Appena varca la fine del ponte e mette piede tra i confini di Manhattan, sente il rombo di quel motore ormai così familiare a lei, non si volta nemmeno, lascia cadere le scarpe a terra con un tonfo sordo, indifferente.
Damon l’aveva riconosciuta a metri di distanza, l’aveva seguita nell’ultimo tratto, spiandola dalla propria carreggiata, aveva aspettato fosse pronta, ad arrivare dall’altra parte, a farsi prendere.
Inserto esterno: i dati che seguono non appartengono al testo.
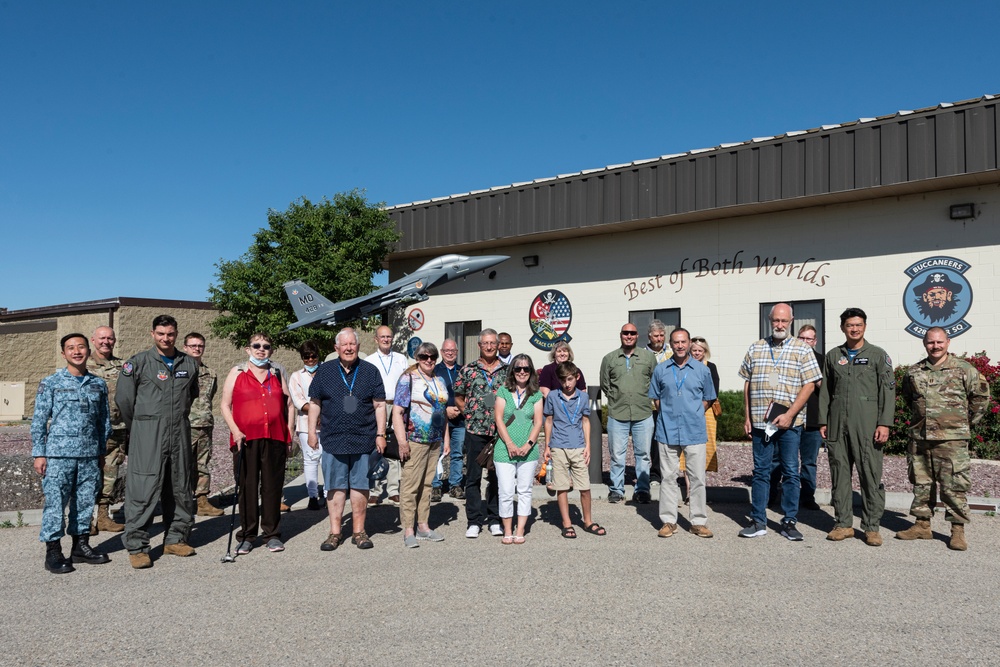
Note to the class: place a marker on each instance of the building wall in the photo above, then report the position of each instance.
(852, 254)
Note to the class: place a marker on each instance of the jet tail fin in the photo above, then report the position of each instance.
(308, 304)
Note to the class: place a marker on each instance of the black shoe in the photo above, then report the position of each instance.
(82, 553)
(54, 561)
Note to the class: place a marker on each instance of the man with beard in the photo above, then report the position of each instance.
(778, 373)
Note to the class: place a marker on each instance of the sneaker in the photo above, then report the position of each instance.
(789, 530)
(361, 540)
(431, 536)
(754, 530)
(700, 531)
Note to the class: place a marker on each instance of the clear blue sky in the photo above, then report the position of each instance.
(140, 142)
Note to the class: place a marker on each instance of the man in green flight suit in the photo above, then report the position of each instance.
(857, 403)
(947, 396)
(155, 391)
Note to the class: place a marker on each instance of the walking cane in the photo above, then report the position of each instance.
(229, 558)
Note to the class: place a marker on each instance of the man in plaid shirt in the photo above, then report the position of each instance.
(779, 369)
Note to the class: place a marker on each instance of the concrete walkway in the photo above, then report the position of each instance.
(624, 599)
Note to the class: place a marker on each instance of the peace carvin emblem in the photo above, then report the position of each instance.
(938, 295)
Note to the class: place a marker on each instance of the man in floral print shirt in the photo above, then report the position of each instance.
(475, 391)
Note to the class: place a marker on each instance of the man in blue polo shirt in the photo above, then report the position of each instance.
(682, 389)
(349, 396)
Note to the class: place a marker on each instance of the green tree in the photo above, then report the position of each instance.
(335, 247)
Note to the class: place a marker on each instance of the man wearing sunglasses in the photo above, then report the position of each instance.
(154, 394)
(625, 376)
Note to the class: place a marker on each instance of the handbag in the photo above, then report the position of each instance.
(485, 458)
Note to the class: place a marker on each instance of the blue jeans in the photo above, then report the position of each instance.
(642, 435)
(784, 444)
(809, 448)
(457, 440)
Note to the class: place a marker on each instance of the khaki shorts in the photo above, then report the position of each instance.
(568, 469)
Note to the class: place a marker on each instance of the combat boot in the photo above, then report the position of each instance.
(957, 541)
(206, 508)
(105, 522)
(54, 561)
(82, 553)
(920, 530)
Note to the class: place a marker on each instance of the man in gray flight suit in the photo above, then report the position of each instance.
(857, 403)
(155, 391)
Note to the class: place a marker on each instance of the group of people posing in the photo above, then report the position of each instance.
(486, 418)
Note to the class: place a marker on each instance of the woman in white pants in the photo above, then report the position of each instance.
(298, 385)
(518, 413)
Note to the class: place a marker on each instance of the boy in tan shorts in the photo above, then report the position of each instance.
(567, 443)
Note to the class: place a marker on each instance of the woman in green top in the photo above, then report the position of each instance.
(518, 413)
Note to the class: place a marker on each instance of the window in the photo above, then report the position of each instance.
(466, 334)
(671, 318)
(803, 312)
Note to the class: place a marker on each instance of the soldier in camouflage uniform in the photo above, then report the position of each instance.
(947, 396)
(105, 365)
(202, 422)
(69, 432)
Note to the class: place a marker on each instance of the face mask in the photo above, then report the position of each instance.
(260, 363)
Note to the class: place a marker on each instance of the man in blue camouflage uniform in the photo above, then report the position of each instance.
(947, 396)
(69, 432)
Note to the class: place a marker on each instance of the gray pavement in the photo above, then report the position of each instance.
(627, 598)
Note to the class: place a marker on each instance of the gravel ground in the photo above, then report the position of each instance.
(20, 490)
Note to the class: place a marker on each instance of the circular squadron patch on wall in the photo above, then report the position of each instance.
(938, 295)
(549, 316)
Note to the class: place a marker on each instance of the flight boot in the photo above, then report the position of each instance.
(957, 541)
(920, 530)
(82, 553)
(54, 560)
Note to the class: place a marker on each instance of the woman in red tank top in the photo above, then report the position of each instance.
(255, 405)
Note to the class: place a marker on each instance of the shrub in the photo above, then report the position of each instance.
(985, 443)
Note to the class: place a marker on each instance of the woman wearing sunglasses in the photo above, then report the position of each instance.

Ferma la moto, molla il casco sulla strada e non le lascia tempo di dire niente, di bloccarlo, indietreggiare, correre via, piangere, urlare, sbattergli i pugni addosso, le va incontro, la afferra per un braccio fino a farla voltare e la bacia.
Con una forza, un possesso, una disperazione tale da toglierle il respiro e lei piange, sfinita, e lo bacia, con le lacrime che le riempiono gli occhi, la bocca e le guance e scivolano sulle mani di lui, strette a tenerle il volto, poi si stacca per riprendere fiato e lo guarda immobile con gli occhi gonfi, rossi, annebbiati come a digli, tu, tu mi hai ridotto così.










*******

Forse è il caldo o l'irrequietezza... e so che ho un'altra storia da portare avanti, ma.
Questo è quanto è uscito fuori in questo periodo.
Provvisorio, titolo, storia a capitoli... per ora volevo solo lasciare andare questo.
Grazie e intanto buone vacanze a tutte voi.